Daily Life

Learning that other people’s success is not your failure

My 10-year high school reunion was on the weekend. I didn’t go – I’ve lived in a different city to the one I grew up in for the last four years, I know what everyone’s up to these days because I’m an expert Facebook stalker (please, someone endorse me for this skill on LinkedIn) and, most importantly, there probably wasn’t a Romy and Michele-style three-way dance routine featuring a teenage dweeb admirer turned dreamy millionaire, so really, what’s the point?

Last week, I saw photos of my high school crush, who I spent two tragic years trying to impress over MSN with pretentious conversations about Radiohead and poetry, getting married.

At 17, I thought that by 27 I’d have it pretty figured out. Long-term relationship, if not married. With kids. And a house. That I owned. Stable job (to afford the mortgage for the house that I owned). Maybe a book or two under my belt. Definitely a dog.
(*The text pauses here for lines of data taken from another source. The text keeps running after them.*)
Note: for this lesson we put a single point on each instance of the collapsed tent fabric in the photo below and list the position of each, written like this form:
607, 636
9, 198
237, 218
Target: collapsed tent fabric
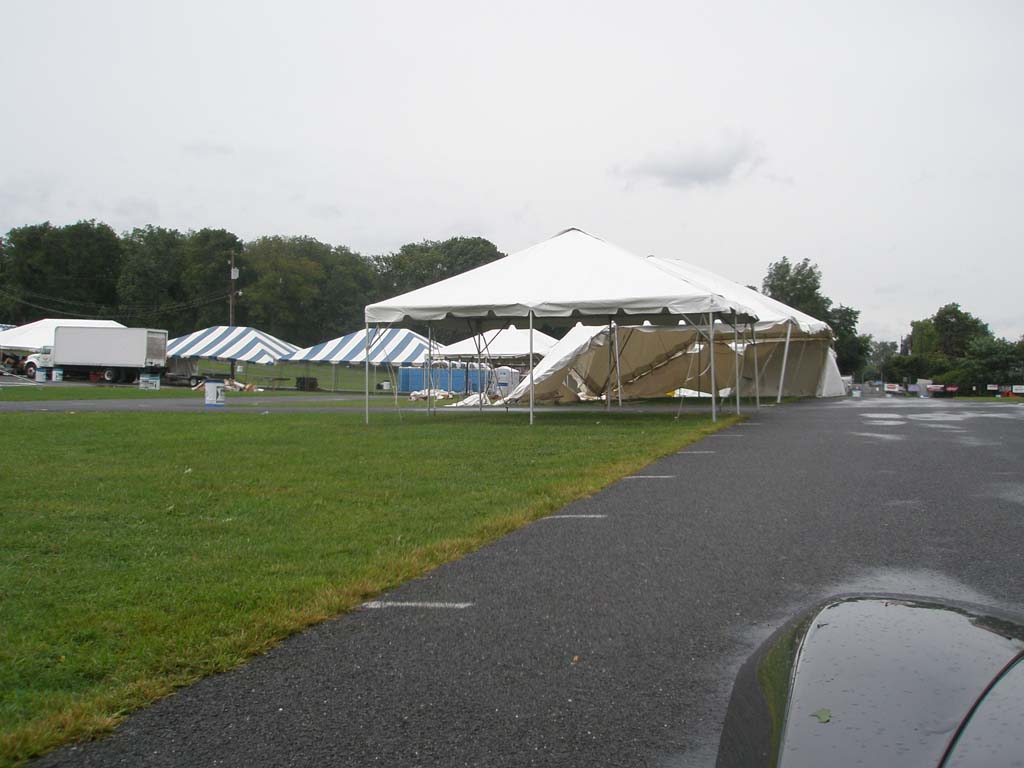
393, 346
238, 343
572, 274
40, 334
507, 343
655, 360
The reality? I often say jokingly (but not really) that I’m going through my quarter-life crisis. My life is pretty much the Friends theme song, if Friends was about a girl whose love life is less stable than the imaginary child of Bridget Jones and Taylor Swift. I don’t have kids or own property. I’ve only recently started working in a job I love after years of career uncertainty, and make a little extra on the side doing the freelance writing hustle. I’ve got 99 problems and mental health is definitely one. No dog, just a demonic cat I adopted on a whim after being unceremoniously dumped last year.

And honestly, I’ve never been happier.